Privileged sources said the Foreign Ministry and PMO were ready for Dr. Singh’s visit to Dhaka, but Dr. Singh had other plans. He categorically refused to participate in the Summit after the security report came in. Dr. Singh had also wanted not to give any opportunity to the Nepal King Gyanendra to explain his controversial sacking of democracy to the leaders of the SAARC nations.

This is the second time in succession when the SAARC Summit was postponed. Previously, the Summit, scheduled from January 9 to 11, was put off in the wake of the Tsunami disaster. Under the SAARC charter, a Summit cannot be held even if one of the seven heads of government/state cannot attend.

The decision not to travel to Dhaka was taken by Dr. Singh after consultations with Left party leaders on February 1, top BJP leaders on February 2 and on the assessment of the security team that traveled to Dhaka. But, according to privileged sources, he did not let anybody know about his moves till the meeting of the PMO held on Monday.

In the meeting of the PMO, which was attended by the Foreign Minister Natwar Singh and senior officials of the PMO, everybody was of the view that India should participate in the SAARC Summit as King Gyanendra has announced his participation.

Even Foreign Minister Natwar Singh wanted to participate in the meeting.

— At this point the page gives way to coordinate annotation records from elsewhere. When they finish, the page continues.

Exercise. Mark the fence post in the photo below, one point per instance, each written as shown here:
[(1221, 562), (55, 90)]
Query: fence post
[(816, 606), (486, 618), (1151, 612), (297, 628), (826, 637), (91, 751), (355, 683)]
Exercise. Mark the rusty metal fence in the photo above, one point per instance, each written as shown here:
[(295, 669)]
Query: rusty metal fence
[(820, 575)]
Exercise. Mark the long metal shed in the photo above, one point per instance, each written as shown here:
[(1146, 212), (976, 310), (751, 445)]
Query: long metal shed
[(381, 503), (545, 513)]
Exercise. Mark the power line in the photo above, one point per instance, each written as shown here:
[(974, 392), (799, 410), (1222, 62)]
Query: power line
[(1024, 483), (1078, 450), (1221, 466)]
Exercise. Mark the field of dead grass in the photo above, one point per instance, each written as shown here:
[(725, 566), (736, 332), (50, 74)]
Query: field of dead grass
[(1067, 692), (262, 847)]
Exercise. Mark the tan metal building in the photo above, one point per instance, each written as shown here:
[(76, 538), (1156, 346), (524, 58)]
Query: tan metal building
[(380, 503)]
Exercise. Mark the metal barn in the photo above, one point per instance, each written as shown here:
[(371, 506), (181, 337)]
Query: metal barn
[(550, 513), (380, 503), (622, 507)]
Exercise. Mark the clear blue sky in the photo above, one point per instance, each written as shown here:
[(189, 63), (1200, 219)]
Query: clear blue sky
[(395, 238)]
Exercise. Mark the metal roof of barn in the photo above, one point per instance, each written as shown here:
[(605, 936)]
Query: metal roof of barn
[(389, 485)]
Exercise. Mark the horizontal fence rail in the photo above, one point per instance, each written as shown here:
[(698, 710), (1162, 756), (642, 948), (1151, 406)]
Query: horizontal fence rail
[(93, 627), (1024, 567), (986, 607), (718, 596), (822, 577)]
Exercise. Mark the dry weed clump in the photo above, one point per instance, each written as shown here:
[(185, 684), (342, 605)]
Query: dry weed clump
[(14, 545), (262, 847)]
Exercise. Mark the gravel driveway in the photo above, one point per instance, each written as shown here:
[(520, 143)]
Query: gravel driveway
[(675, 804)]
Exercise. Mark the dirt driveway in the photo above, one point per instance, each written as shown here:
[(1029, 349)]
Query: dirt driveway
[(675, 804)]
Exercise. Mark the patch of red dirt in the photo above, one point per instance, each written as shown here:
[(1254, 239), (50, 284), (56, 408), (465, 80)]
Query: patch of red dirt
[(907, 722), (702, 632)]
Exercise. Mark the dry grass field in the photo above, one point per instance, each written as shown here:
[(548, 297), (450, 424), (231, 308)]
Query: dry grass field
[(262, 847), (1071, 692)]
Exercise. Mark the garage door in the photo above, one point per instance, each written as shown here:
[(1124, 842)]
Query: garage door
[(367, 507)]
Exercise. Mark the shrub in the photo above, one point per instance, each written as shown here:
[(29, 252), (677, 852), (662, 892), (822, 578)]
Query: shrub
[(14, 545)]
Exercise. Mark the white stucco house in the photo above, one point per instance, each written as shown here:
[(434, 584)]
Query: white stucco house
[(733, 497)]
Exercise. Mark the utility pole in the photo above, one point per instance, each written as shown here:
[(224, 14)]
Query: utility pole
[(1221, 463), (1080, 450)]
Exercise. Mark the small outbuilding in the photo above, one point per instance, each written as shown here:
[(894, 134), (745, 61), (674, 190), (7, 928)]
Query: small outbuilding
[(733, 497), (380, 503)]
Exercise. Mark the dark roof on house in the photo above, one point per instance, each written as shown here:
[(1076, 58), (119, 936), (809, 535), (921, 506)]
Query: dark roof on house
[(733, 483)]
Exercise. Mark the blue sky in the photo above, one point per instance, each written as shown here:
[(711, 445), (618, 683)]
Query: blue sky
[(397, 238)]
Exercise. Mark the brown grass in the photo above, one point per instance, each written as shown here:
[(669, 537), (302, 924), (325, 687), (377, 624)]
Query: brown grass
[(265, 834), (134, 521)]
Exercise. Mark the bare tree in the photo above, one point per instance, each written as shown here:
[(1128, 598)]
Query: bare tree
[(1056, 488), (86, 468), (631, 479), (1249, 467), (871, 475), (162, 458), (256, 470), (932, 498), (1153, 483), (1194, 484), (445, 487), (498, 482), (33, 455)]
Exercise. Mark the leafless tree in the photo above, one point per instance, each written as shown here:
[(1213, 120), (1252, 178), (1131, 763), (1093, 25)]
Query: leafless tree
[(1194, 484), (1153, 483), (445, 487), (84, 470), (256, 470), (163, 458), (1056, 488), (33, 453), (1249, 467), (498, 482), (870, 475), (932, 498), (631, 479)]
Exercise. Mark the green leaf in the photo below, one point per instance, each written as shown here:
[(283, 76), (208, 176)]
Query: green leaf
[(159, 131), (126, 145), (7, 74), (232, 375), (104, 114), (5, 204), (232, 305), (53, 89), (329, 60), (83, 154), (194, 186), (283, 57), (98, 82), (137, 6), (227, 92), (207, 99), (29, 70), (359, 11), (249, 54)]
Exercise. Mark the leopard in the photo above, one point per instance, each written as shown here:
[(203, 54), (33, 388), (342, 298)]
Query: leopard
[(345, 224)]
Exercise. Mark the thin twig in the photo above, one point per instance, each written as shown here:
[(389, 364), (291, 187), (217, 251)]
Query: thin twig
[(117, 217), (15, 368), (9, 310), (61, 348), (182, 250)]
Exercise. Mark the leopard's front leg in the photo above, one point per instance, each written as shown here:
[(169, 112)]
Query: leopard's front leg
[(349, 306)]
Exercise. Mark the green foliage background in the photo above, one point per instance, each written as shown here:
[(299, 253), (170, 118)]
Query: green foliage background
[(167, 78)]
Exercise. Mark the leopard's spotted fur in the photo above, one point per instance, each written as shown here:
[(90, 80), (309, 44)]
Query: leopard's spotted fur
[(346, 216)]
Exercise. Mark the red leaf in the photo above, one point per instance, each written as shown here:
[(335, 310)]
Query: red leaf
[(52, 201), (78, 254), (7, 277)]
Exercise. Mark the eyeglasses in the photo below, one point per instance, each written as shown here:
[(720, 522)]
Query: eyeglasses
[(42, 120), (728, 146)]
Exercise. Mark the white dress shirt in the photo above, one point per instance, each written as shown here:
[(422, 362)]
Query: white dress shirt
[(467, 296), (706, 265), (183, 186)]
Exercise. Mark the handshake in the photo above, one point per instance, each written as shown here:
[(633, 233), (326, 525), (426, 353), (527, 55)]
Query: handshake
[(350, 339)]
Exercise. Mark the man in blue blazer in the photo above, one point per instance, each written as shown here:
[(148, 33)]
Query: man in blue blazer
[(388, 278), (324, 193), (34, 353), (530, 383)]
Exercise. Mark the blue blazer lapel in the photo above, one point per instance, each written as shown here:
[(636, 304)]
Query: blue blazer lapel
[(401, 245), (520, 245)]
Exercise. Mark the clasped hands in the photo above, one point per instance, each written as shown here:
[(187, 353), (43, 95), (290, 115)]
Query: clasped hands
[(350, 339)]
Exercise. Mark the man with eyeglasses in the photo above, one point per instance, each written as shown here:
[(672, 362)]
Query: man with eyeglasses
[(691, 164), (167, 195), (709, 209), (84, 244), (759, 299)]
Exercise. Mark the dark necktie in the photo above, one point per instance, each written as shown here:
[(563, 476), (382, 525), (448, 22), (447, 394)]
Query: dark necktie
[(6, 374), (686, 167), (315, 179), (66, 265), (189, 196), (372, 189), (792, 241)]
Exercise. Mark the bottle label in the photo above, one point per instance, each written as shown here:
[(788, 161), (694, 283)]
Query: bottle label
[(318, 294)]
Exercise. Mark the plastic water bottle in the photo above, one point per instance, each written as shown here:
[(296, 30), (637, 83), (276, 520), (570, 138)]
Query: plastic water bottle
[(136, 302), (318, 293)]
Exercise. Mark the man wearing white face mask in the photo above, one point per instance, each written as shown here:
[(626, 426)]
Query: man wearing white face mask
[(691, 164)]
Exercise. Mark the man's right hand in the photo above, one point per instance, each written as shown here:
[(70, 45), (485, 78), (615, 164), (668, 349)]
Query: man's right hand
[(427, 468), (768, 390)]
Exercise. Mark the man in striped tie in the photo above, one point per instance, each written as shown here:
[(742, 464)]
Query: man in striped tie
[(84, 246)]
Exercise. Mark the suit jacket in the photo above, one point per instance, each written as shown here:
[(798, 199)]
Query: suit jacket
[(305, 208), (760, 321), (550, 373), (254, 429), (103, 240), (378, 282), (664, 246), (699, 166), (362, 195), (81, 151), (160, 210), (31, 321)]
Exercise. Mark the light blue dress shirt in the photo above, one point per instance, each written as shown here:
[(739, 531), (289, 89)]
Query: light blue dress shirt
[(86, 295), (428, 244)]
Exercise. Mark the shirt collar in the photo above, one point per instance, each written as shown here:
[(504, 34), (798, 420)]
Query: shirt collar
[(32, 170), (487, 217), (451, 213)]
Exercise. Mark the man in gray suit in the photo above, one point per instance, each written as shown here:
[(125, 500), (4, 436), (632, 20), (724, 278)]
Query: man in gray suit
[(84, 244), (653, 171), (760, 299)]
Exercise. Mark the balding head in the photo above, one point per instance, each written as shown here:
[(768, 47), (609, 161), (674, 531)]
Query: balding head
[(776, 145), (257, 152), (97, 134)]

He contended that if India would refuse to participate, it would deteriorate its relations with Nepal and Bangladesh. But Prime Minister refused to budge.

According to the sources, PM Singh told the participants of the meeting that he could not relish shaking hands with a King who only a couple of days earlier sent the democratic forces packing. It was pointed out in the meeting that the Prime Minister had quietly mobilized political opinion behind this “send a tough message” strategy.

Thereafter, Foreign Secretary Shyam Saran was summoned to the PMO for consultations, and told to inform the High Commission of Bangladesh of India’s decision.

He categorically said that he would not allow King Gyanendra to have an opportunity to explain his position to the other leaders of the SAARC nations. Besides, Dr. Singh also wanted to give a message to Bangladesh Prime Minister Khalida Zia that India will now take a tough stance over infiltration, training camps of the terrorists and smuggling of contrabands to India.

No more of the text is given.